Fig. 7 specifically shows the connection relationship of the battery unit 1, the bus bar 8, the first flexible printed circuit assembly 2, and the heat-sensitive flexible printed circuit assembly 4. Wherein the bus bar 8 connects the positive and negative terminals of the plurality of battery cells 1 so that the plurality of battery cells 1 are connected in parallel with each other. The first flexible printed circuit assembly 2 is fixed to the bus bar 8 by the heat fusion posts 25, and has the voltage measuring pins 21 electrically connected to the bus bar 8 by the laser welding spots 26 to be able to measure the voltage of the set of battery cells 1; the first flexible printed circuit assembly 2 is fixedly connected with the heat sensitive flexible printed circuit assembly 4 through the heat fusion column 25, and the temperature measurement pin 22 is electrically connected with the connection pin 42 of the heat sensitive flexible printed circuit assembly 4 through the laser welding spot 26, so that the temperature of the battery unit 1 can be measured through the temperature sensor 41 on the heat sensitive flexible printed circuit assembly 4.
According to the above, the battery module of the present invention may connect a plurality of heat sensitive flexible printed circuit assemblies 4 to the first flexible printed circuit assembly 2 as a main detection line to conveniently measure the battery temperature at different positions. In the manufacture of large or complex battery modules, the design flexibility of the detection circuit can be effectively improved without generating obvious adverse effects on the production efficiency.
On the basis, the invention also provides a vehicle comprising the battery module.

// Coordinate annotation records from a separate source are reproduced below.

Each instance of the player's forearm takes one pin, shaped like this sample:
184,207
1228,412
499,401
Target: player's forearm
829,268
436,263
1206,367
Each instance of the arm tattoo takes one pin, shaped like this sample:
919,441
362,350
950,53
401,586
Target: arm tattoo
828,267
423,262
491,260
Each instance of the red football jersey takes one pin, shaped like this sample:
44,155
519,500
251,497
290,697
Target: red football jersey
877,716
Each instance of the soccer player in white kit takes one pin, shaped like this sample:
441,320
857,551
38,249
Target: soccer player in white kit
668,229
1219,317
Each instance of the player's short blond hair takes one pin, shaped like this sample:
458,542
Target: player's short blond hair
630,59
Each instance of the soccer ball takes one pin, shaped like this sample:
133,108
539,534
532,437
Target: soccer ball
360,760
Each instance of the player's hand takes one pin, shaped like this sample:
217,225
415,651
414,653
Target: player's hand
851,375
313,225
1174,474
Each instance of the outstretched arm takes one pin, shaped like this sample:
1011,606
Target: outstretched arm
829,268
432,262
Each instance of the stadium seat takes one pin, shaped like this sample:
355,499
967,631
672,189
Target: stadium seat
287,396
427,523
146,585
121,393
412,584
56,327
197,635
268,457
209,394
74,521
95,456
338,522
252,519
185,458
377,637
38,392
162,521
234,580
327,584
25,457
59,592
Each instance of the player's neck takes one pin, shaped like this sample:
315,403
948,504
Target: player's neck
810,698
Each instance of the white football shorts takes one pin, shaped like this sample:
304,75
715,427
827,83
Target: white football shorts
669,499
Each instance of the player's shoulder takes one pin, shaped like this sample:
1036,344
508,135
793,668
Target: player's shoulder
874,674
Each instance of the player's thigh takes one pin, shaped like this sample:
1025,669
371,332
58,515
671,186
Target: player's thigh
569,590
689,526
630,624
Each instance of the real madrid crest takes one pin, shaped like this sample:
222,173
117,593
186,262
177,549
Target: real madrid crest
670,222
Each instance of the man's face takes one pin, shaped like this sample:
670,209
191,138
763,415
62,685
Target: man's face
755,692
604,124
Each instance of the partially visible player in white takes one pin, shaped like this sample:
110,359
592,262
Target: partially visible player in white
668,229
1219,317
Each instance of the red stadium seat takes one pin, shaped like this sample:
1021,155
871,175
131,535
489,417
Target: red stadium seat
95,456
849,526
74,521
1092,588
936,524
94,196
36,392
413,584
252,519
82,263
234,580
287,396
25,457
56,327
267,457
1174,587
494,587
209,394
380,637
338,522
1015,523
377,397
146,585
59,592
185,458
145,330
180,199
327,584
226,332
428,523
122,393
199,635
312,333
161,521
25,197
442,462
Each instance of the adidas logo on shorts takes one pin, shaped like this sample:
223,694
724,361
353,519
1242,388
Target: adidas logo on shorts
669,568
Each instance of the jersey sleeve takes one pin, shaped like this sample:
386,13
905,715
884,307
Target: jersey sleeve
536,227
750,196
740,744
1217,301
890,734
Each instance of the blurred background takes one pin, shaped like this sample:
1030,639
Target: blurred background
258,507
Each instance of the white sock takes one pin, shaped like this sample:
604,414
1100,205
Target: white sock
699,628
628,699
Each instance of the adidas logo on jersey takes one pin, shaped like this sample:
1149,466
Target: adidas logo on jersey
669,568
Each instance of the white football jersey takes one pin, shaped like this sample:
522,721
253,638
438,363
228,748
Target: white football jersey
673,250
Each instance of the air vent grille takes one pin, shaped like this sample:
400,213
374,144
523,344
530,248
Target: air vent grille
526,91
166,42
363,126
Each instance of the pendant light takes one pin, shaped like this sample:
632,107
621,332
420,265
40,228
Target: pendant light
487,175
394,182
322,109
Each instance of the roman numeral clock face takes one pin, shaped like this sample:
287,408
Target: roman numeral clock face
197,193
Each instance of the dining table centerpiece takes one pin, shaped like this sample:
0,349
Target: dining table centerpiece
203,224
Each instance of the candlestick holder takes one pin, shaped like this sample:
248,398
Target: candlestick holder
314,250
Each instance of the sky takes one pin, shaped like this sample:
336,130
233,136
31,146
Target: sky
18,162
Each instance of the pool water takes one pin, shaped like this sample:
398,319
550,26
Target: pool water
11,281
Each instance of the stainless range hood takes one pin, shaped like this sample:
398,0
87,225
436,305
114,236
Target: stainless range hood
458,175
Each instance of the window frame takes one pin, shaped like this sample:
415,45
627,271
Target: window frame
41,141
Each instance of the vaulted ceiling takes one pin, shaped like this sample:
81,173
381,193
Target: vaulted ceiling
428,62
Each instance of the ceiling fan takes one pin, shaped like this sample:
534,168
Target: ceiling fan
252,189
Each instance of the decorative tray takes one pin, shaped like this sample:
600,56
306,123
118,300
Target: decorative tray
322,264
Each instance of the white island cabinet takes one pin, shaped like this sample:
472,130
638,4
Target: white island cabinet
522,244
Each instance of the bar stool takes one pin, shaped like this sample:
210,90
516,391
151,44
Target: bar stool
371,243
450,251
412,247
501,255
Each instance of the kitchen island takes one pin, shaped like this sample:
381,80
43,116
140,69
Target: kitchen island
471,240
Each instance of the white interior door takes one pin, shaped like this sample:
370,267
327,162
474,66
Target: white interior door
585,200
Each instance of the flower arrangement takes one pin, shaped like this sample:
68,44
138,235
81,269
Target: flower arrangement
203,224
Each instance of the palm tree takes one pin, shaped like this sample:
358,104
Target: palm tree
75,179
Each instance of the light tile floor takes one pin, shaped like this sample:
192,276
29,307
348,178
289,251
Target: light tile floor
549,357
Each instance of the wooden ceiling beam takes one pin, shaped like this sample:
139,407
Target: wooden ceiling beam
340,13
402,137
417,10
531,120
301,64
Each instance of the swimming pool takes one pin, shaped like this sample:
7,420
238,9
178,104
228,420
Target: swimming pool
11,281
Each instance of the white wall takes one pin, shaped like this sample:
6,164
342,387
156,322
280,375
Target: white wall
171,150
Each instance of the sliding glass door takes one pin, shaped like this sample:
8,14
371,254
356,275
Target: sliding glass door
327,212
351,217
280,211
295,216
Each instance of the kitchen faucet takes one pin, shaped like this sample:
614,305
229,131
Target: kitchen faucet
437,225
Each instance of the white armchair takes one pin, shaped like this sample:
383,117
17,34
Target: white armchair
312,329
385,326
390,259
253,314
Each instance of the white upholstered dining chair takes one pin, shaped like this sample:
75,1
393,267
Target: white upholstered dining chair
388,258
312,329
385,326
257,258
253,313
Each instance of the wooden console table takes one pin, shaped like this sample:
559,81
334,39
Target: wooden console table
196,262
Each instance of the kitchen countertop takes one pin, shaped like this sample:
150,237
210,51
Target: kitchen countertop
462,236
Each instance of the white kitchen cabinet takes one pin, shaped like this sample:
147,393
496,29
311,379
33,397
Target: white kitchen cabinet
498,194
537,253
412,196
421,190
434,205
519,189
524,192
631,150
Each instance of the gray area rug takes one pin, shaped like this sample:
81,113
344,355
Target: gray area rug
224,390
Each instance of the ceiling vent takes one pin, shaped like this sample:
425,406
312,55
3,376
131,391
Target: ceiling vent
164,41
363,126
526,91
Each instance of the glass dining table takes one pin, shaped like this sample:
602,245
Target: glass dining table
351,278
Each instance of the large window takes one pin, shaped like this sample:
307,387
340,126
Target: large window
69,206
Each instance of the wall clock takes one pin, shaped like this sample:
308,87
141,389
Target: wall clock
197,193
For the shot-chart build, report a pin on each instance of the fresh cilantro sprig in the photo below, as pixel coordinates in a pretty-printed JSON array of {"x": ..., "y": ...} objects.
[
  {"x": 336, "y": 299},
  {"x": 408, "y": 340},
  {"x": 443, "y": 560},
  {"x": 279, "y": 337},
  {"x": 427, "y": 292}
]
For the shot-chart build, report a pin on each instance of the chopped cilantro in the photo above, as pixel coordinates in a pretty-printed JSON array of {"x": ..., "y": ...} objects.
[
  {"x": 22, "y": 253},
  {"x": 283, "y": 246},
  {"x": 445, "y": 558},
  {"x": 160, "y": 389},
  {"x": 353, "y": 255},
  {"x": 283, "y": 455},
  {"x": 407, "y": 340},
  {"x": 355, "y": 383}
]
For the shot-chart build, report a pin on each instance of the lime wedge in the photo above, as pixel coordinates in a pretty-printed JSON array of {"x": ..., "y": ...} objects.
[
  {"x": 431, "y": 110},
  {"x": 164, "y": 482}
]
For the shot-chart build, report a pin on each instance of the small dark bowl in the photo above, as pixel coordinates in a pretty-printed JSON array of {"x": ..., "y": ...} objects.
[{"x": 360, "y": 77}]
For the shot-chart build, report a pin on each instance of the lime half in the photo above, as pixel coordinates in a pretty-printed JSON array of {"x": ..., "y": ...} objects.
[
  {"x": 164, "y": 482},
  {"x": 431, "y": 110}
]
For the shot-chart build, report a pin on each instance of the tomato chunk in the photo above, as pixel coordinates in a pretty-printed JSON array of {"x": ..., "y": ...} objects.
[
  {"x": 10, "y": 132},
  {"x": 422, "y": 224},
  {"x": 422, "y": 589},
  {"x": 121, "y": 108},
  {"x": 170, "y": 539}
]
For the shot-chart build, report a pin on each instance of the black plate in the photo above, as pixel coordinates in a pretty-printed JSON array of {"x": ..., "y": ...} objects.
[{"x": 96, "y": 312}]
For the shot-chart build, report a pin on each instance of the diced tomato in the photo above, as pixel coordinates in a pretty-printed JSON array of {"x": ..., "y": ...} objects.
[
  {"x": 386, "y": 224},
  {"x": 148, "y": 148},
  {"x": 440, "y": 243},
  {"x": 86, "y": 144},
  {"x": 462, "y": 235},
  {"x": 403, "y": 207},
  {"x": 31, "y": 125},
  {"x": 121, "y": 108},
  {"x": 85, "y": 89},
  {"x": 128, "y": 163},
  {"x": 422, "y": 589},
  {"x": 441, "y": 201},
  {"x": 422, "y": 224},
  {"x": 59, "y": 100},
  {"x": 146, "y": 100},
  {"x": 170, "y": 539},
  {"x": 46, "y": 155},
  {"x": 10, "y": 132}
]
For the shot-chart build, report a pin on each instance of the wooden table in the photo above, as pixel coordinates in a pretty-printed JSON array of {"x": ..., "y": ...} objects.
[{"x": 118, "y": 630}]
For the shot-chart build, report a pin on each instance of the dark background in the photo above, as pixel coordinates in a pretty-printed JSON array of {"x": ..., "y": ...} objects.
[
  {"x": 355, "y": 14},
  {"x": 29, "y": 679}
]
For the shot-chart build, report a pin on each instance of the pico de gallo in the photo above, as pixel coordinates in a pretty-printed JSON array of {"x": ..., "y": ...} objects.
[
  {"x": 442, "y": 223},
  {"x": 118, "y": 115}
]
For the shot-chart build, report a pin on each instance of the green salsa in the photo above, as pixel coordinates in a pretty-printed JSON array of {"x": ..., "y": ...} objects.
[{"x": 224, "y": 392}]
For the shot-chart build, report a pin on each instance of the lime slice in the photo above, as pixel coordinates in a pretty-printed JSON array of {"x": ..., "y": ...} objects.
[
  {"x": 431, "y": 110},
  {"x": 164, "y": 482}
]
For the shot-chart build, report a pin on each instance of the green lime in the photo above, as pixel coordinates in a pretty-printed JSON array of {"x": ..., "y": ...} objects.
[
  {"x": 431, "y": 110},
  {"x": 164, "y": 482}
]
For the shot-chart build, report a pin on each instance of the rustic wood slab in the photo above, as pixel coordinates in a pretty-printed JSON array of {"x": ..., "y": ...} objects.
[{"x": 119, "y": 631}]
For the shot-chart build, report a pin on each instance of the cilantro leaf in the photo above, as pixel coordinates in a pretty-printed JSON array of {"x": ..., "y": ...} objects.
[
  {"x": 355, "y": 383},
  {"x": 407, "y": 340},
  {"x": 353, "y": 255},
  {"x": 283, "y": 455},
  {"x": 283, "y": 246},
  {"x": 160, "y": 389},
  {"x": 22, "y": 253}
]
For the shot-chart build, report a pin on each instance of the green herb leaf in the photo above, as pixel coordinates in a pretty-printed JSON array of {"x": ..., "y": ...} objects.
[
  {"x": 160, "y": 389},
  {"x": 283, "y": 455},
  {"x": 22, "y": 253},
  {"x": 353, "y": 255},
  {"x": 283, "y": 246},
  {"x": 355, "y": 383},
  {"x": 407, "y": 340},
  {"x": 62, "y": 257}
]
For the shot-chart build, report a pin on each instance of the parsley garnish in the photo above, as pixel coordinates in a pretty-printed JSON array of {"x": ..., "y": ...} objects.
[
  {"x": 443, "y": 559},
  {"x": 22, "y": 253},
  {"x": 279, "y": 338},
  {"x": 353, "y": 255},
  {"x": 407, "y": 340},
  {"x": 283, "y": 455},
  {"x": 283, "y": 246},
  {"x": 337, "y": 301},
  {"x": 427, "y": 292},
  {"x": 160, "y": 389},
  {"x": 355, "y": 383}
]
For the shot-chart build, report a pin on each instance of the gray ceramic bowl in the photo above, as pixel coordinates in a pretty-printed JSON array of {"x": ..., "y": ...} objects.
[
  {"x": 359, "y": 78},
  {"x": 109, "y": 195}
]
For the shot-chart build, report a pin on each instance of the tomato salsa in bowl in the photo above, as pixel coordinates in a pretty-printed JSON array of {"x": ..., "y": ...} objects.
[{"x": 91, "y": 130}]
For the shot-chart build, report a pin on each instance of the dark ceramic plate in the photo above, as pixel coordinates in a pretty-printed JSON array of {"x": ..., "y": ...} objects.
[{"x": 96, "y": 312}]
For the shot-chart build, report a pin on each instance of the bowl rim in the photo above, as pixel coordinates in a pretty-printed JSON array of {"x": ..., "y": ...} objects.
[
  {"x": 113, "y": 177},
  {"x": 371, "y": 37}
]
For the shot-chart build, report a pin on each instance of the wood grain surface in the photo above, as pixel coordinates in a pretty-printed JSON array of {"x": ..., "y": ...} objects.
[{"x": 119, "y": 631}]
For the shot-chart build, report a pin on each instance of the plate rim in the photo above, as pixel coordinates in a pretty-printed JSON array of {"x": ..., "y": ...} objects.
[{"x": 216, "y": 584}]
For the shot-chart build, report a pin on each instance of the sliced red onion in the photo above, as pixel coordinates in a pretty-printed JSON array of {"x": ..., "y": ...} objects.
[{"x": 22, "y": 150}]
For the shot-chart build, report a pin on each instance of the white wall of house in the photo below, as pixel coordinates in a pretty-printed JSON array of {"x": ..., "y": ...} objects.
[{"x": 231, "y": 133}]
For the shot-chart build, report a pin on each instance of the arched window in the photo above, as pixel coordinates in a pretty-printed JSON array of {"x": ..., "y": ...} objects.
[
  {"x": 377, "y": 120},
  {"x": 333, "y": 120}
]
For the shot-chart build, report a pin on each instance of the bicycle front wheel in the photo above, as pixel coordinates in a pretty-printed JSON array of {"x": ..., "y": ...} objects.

The preferred embodiments of the present invention have been described in detail above with reference to the accompanying drawings, but the present invention is not limited thereto. Within the scope of the technical idea of the invention, numerous simple modifications can be made to the technical solution of the invention, including combinations of the individual specific technical features in any suitable way. The invention is not described in detail in order to avoid unnecessary repetition. Such simple modifications and combinations should be considered within the scope of the present disclosure as well.